The Associated Press

The 2009 World Series MVP with the New York Yankees and a three-time Central League MVP with the Tokyo Yomiuri Giants struggled in a brief stint with the Tampa Bay Rays last season and recently made up his mind to call it a career after 20 years -- the first 10 in Japan.

Despite choosing to make the announcement in New York because the city was special to him, the nearly hour-long news conference was conducted only in Japanese and was broadcast live to his home country, where it was 7 a.m. Friday. A Japanese reporter translated portions of the event for the four American baseball writers in attendance.

Before he left for New York in 2003, Matsui told his fans in Japan that he would give his life to playing in the major leagues, give whatever he had, the reporter said. "Today is the day he put a period to that."

In front of more than 15 cameras and dozens of Japanese reporters, many of whom detailed every aspect of his career in the United States, the outfielder/designated hitter gave a 12-minute speech before answering questions for about 40 minutes more, betraying little emotion except for that sly smile he flashed during his playing days.

Nicknamed Godzilla, Matsui was already perhaps the most popular player of his generation in Japan when he signed a three-year, $21 million contract with the Yankees.

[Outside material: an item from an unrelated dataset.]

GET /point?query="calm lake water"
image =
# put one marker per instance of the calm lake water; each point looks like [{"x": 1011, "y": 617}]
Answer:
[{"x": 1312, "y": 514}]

While Seattle's Ichiro Suzuki appeared to shy away from the attention, Matsui embraced the scrutiny.

Playing for the Yankees was, "one of the best things that happened to him in his life," the Japanese reporter quoted Matsui as saying.

No. 55 was a monster for New York, too. Always cool under pressure, Matsui hit a grand slam in his first game at Yankee Stadium and matched a World Series record with six RBIs in his pinstripe finale seven years later -- during the clinching Game 6 of the 2009 Series.

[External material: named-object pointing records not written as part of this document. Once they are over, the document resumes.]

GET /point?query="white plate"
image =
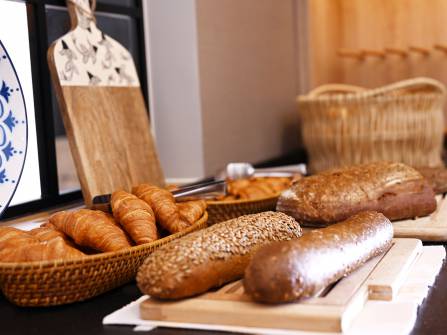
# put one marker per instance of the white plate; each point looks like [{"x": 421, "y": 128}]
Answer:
[{"x": 13, "y": 129}]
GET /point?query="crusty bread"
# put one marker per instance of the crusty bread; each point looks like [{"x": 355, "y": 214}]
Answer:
[
  {"x": 394, "y": 189},
  {"x": 211, "y": 257},
  {"x": 292, "y": 270},
  {"x": 436, "y": 176}
]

"I've had a lot of teammates over the years with the Yankees, but I will always consider Hideki one of my favorites," Yankees shortstop Derek Jeter said.

In New York, Matsui made two All-Star teams and hit .292 with 140 doubles and 597 RBIs. He played in his first 518 major league games after playing in 1,250 straight games in Japan.

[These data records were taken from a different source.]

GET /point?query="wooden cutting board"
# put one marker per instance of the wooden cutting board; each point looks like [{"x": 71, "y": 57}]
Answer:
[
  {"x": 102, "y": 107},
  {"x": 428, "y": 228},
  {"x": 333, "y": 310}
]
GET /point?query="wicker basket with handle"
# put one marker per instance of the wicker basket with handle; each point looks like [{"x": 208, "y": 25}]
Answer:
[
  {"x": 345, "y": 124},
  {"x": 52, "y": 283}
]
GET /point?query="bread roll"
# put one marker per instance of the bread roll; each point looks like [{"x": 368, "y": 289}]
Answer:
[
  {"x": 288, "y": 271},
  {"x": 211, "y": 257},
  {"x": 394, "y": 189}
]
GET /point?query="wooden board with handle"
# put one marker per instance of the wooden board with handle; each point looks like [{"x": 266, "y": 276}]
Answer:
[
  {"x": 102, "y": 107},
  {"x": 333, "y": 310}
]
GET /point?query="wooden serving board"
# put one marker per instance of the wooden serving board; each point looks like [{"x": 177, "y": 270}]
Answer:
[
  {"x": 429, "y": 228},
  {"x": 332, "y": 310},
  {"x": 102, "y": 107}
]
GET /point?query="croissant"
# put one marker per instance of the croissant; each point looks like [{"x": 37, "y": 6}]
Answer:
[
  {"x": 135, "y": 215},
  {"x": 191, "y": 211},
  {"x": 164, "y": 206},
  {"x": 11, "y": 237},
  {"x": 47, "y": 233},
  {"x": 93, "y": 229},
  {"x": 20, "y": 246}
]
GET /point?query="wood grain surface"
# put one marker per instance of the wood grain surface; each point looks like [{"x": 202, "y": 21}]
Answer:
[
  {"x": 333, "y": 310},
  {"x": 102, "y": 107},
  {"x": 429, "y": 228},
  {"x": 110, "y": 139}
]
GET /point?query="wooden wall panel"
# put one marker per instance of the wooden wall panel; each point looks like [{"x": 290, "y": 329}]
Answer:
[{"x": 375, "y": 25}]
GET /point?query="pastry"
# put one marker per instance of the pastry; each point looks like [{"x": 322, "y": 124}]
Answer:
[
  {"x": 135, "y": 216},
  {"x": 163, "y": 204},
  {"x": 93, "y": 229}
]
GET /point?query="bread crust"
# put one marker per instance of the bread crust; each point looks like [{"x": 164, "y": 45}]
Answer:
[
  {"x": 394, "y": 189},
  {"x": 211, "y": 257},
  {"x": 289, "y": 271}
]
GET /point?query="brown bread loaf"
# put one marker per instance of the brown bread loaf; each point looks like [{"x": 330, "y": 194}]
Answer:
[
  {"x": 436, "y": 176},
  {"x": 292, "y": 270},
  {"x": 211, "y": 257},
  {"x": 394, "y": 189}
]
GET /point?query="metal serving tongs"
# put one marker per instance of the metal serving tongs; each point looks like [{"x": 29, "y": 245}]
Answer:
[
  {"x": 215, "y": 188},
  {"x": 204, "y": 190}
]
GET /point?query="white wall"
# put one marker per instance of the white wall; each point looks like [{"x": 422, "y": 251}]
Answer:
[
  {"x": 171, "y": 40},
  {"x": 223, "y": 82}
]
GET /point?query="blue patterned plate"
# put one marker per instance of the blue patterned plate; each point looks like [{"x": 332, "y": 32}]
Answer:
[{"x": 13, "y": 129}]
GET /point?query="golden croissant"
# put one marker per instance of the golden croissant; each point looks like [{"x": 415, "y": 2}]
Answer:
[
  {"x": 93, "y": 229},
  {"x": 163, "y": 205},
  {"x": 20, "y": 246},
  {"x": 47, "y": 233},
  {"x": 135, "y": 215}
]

Matsui hit 21 homers for the Los Angeles Angels in 2010 after New York didn't offer him a new contract, but his numbers fell off considerably after that. He slumped to .147 with the Rays in 37 games before being released.

Overall, Matsui batted .282 with 175 homers and 760 RBIs for the Yankees, Angels, Oakland Athletics and Rays. In Japan he had a .304 career average with 332 homers and 889 RBIs in 1,268 games.

MARLINS: Hoping for a return to the majors, John Maine signed a minor league contract with Miami and will compete for the fifth spot in its rotation.

The 31-year-old right-hander was 41-36 with an ERA of 4.35 from 2004 to 2010 with the Orioles and Mets.

This year he went 8-5 with a 4.97 ERA in 16 games for the Yankees' Triple-A affiliate in Scranton/Wilkes-Barre.

PLEADS GUILTY: Former catcher Carlton Fisk pleaded guilty Thursday to a misdemeanor DUI charge after mixing alcohol and prescription drugs and driving into a suburban Chicago farm field on Oct. 22.

Fisk received one year of court supervision and must pay court costs of $1,250 -- the standard disposition for first-time DUI offenders in Will County, said special prosecutor Dave Neal. He will have to undergo a drug and alcohol evaluation as well as counseling, and attend a victim impact panel.